Kerugian Pedagang Selama Kerusuhan Teroris di Mako Brimob

Tim Editor

Suasana di Kelapa Dua, dekat Mako Brimob, Depok, Kamis (10/5/2018). (Suriaman/era.id)

Depok, era.id - Sejumlah pedagang di sekitar Mako Brimob, Kelapa Dua, Depok, Jawa Barat, mengalami kerugian sejak terjadinya kerusuhan napi terorisme di Rutan cabang Salemba, di Kompleks Mako Brimob, yang berimbas penutupan jalan di depan Mako Brimob sejak Rabu (9/5/2018). Penutupan jalan itu membuat pedagang kehilangan pelanggannya.

Seorang pegawai kedai kopi Aceh, Deo (24), mengaku omzet kedai kopinya bisa mencapai Rp 2 juta per hari sebelum ada kerusuhan napi terorisme dan penutupan jalan depan Mako Brimob.

"Sepinya mulai Rabu pagi. Sama sekali enggak ada pengunjung yang datang karena jalan sudah mulai ditutup," kata Deo, saat ditemui era.id, Kamis (10/5/2018).

Deo berharap kerusuhan napi terorisme tidak berlangsung lama sehingga tidak dilakukan lagi penutupan jalan di depan Mako Brimob.

"Tahun lalu pernah juga kayak gini. Kita sih pedagang kecil penginnya janganlah kayak gini terus. Kami cuma menggantungkan hidup dari kedai ini," kata dia.

Baca Juga : Napi Terorisme di Mako Brimob Dipindah ke Nusakambangan


Suasana di Kelapa Dua, dekat Mako Brimob, Depok, Kamis (10/5/2018). (Suriaman/era.id)

Hal senada juga diungkapkan pegawai hotel yang berada tepat di sebelah Mako Brimob, Dwi Putra (35). Sejak kerusuhan di dalam rutan, hotel tersebut sepi lantaran adanya penutupan jalan selama proses penanganan kerusuhan dan penyanderaan.

Menurut dia, tamu di hotel tempatnya bekerja bisa mencapai 30 orang per hari.
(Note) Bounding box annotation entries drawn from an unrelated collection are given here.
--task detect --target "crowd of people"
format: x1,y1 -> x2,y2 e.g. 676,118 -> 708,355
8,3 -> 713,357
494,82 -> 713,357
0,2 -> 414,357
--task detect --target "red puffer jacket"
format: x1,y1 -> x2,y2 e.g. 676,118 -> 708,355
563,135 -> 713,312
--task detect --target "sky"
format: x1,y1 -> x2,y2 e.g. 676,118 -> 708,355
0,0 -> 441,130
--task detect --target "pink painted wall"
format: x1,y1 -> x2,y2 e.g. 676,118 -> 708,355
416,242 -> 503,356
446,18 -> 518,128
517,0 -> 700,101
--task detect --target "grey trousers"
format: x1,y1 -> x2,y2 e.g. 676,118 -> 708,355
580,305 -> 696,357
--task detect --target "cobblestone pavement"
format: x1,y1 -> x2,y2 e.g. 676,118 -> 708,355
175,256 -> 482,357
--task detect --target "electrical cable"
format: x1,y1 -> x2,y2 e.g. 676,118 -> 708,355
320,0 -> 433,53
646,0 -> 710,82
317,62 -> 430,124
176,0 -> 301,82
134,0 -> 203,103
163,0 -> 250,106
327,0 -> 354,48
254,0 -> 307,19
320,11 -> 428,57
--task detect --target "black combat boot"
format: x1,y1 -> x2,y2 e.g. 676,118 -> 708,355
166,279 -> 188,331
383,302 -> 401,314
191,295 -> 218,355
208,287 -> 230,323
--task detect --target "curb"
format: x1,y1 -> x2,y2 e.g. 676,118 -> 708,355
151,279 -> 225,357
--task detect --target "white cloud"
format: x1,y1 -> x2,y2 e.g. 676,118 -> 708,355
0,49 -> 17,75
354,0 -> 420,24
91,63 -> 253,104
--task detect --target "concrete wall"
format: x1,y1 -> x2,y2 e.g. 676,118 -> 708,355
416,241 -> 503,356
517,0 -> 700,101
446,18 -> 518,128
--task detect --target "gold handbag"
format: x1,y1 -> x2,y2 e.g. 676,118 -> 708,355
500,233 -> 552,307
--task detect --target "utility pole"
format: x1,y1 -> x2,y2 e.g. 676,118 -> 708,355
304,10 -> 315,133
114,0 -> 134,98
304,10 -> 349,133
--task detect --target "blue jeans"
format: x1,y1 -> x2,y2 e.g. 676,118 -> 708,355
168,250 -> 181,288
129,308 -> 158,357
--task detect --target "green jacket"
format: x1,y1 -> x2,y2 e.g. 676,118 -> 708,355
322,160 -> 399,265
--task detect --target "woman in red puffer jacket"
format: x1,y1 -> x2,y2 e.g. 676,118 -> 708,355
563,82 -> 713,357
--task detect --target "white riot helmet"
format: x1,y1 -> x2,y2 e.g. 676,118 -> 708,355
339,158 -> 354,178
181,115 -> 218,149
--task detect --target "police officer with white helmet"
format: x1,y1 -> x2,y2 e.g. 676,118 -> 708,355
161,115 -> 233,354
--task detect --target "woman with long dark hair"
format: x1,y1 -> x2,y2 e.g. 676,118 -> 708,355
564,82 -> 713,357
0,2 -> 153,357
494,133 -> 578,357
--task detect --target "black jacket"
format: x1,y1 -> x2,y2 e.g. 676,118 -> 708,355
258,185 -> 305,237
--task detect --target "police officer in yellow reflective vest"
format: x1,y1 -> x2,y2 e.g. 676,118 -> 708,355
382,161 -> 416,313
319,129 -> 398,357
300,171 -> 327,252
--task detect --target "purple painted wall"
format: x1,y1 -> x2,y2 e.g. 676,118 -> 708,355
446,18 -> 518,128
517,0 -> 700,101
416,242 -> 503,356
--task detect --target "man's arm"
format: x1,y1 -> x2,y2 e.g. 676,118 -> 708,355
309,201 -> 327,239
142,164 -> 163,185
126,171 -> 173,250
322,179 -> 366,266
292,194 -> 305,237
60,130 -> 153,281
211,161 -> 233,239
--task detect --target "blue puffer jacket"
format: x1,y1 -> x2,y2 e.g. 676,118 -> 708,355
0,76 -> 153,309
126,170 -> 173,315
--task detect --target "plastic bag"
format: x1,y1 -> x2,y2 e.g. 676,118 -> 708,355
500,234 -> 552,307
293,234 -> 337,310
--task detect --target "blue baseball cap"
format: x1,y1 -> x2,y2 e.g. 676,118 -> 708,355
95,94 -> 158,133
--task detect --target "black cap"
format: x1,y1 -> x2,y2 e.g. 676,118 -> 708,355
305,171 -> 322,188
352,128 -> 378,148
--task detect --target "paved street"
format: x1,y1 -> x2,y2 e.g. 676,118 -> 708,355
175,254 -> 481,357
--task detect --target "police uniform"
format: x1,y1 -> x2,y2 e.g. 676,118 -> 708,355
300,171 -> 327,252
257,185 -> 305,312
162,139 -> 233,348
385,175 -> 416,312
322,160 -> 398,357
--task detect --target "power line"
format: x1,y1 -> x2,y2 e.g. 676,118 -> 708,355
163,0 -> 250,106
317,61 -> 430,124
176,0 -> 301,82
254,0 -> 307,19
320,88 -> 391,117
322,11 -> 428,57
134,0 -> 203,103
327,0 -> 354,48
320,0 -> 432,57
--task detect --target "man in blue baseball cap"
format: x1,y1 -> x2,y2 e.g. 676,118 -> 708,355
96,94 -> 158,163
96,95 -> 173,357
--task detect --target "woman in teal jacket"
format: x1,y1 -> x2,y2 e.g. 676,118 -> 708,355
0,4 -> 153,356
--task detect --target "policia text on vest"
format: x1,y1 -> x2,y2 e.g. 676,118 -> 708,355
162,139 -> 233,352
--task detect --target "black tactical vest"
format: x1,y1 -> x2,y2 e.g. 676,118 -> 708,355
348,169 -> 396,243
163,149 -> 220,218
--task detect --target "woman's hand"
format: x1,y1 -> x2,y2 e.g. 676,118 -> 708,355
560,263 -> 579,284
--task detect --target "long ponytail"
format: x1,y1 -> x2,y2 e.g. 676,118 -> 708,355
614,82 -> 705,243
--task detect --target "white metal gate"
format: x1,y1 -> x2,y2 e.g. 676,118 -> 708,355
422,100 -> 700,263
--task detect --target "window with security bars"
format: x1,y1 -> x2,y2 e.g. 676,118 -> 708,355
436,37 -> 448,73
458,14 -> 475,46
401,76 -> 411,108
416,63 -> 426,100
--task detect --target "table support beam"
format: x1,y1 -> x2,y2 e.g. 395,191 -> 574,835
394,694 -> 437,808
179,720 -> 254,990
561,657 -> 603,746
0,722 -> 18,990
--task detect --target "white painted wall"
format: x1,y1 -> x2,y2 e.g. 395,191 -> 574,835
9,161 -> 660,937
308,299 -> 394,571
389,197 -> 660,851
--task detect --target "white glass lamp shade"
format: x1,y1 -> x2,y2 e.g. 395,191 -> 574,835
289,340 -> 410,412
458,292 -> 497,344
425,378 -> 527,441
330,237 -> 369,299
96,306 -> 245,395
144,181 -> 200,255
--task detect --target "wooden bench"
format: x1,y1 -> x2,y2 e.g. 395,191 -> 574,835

Tapi semenjak jalan depan Mako Brimob ditutup, tidak ada pengunjung yang datang.

Dia hanya bisa berharap situasi segera normal sehingga tak ada lagi warga yang ragu menginap di hotel dekat Mako Brimob setelah kerusuhan napi terorisme.
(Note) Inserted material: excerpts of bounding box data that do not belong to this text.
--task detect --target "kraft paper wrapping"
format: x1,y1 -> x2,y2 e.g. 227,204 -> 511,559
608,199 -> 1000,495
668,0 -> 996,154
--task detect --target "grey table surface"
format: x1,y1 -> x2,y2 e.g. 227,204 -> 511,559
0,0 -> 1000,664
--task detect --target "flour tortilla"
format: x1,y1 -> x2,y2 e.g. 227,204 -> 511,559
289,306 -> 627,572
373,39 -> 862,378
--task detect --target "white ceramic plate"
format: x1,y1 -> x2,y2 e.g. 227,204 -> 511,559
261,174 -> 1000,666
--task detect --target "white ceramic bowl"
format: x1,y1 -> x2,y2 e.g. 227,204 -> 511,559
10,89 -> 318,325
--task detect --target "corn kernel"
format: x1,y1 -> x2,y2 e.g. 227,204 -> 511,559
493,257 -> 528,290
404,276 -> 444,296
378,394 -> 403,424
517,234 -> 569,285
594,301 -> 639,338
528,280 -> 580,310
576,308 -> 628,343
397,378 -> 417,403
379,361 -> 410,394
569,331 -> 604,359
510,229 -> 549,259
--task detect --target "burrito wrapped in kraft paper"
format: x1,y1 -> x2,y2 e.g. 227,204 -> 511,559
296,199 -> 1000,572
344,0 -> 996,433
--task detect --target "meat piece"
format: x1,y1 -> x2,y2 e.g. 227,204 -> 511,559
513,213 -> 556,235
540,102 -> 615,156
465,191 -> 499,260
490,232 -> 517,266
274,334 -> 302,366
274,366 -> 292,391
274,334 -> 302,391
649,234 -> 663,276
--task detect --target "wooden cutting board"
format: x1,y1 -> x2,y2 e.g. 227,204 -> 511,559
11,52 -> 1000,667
"Kalau dihitung-hitung, rugi bisa belasan juta karena peristiwa ini," ucapnya.

Kerusuhan napi terorisme di Mako Brimob terjadi sejak Selasa (8/5/2018) malam. Kerusuhan terjadi karena para napi yang meminta jatah makanan mengamuk hingga merusak sel dan merampas senjata api. Para napi terorisme itu juga menyandera sembilan anggota Polri dan membunuh lima di antaranya.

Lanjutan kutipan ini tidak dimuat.